It sounds like you're pointing out that people often overestimate the difficulty of passing the Turing Test. Is that what you mean to say?
Yes. I think the Turing Test is useful, but that there are too many quite distinct tests mapping to "Turing Test", and details matter. College students as volunteers will lead to markedly different results than a randomly iid drawn human from anywhere on Earth.
As is the case so often, many disagreements I've seen boil down to (usually unrecognized) definitional squabbles. Without clarification, the statement "A Turing Test is a reasonable test for intelligence" just isn't well defined enough. Which Turing Test? Reasonable in terms of optimality, in terms of feasability, or in what way? Intelligence in some LW "optimizing power above certain threshold" sense (if so, what threshold?), or some other notion?

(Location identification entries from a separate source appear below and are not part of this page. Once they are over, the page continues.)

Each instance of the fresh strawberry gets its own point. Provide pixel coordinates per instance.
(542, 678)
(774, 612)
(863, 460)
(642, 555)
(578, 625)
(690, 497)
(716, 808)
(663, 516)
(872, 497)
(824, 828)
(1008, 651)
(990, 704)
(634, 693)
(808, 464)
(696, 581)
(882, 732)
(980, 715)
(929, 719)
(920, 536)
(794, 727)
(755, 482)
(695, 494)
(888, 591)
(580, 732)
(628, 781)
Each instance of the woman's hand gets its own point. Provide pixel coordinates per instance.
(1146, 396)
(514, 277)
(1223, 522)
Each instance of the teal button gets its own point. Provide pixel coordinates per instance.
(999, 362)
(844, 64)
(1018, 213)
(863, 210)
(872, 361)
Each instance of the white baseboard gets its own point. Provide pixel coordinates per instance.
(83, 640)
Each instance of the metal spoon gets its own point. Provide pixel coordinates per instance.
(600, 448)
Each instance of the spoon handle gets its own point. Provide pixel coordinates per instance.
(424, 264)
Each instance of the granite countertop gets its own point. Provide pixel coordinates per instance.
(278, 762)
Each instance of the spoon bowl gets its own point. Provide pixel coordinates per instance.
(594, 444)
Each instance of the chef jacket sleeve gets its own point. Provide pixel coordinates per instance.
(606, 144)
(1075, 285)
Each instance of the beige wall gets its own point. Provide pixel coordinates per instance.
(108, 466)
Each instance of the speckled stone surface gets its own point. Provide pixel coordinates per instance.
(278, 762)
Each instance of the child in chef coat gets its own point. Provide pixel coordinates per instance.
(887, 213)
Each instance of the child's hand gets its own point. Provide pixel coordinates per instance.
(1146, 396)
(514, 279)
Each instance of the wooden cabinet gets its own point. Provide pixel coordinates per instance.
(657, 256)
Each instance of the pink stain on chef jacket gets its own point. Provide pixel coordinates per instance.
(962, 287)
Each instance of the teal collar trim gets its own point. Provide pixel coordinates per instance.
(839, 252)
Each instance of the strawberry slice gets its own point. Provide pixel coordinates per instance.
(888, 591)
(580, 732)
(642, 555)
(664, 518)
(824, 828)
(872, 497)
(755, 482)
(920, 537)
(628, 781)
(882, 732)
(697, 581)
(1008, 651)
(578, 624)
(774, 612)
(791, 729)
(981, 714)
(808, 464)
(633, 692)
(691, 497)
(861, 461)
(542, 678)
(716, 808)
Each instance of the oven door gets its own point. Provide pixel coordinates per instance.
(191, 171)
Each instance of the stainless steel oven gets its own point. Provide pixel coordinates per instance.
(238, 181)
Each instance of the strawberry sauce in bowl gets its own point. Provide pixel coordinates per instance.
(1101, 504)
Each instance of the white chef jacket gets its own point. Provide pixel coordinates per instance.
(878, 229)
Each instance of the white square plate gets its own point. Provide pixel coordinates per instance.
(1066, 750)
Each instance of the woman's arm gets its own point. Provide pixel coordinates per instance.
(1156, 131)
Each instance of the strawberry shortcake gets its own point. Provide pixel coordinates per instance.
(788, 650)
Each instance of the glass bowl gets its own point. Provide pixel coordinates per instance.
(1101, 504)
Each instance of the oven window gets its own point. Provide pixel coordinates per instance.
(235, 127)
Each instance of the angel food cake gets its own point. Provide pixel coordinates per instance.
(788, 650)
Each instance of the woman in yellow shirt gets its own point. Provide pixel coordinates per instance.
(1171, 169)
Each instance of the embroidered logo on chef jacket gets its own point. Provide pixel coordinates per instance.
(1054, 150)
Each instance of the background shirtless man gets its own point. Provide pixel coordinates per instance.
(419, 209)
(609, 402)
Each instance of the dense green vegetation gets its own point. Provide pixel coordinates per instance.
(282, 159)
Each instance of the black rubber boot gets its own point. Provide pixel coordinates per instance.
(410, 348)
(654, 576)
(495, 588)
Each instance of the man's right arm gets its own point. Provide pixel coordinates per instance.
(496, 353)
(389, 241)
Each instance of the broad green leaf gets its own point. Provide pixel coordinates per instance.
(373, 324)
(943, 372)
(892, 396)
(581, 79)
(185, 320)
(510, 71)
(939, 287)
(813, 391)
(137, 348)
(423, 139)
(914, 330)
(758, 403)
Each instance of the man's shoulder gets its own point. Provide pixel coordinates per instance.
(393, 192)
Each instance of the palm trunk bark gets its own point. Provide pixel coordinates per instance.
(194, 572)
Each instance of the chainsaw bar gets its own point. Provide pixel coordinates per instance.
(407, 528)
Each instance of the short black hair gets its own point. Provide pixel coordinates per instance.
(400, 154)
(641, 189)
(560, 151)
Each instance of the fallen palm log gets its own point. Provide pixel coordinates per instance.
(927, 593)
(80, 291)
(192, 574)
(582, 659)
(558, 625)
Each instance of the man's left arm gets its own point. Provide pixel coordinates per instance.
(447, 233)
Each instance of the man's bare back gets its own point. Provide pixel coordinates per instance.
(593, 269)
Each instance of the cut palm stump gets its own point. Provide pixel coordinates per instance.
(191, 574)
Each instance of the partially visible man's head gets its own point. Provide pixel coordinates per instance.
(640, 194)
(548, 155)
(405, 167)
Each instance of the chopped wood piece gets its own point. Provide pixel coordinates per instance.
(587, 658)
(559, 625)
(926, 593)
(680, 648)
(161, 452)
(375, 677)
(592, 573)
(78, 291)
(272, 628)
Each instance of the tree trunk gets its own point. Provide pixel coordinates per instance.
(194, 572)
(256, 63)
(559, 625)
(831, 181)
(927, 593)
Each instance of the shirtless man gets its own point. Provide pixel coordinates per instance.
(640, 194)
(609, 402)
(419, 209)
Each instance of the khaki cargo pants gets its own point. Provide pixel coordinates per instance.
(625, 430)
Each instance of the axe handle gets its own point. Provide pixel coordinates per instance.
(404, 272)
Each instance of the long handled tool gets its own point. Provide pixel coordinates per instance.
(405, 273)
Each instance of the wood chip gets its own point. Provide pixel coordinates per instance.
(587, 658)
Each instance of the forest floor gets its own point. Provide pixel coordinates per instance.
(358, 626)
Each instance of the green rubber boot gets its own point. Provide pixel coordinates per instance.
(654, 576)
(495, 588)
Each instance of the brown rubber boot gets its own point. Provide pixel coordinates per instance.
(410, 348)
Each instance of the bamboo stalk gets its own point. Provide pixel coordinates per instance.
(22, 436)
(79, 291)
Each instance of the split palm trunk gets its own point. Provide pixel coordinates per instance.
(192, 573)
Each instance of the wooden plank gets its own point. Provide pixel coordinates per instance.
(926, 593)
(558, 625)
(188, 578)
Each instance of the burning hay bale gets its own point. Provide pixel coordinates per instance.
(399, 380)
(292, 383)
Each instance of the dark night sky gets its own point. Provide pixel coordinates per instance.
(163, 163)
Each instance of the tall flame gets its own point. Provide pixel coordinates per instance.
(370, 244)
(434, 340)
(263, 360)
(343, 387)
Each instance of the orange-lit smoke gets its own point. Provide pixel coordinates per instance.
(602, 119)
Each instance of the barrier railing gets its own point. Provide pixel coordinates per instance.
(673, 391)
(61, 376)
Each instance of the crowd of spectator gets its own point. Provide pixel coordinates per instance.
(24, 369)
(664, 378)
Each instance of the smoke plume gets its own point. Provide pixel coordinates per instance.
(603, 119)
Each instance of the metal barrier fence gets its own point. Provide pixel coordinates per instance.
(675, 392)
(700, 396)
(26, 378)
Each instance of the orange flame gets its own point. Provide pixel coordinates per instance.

You thankfully narrowed it down to the specific Turing version I mentioned, but in truth I don't have only one concept of intelligence I find useful, in the sense of that I can see various concepts of intelligence being useful in different contexts. I pay no special homage to "intelligence1" over "intelligence2". Concerning this discussion:
I think that human-level intelligence - and the Turing Test is invariably centered on humans as the benchmark - shouldn't be defined by educated gifted people, but by an average. An "average human" Turing Test being passed is surely interesting, not least from a historical perspective. However, it's not clear whether such an algorithm would be powerful enough to foom, or to do that many theoretically interesting tasks. Many less privileged humans can't do that many interesting tasks better than machines, apart from recognizing tanks and cats on pictures.
So should we focus on a Turing Test tuned to an AGI on par with fooling the best researchers into believing it to be a fellow AI researcher? Maybe, although if we had a "winner", we'd probably know just by looking out the window, before we even set up the test (or we'd know by the AI looking in ...).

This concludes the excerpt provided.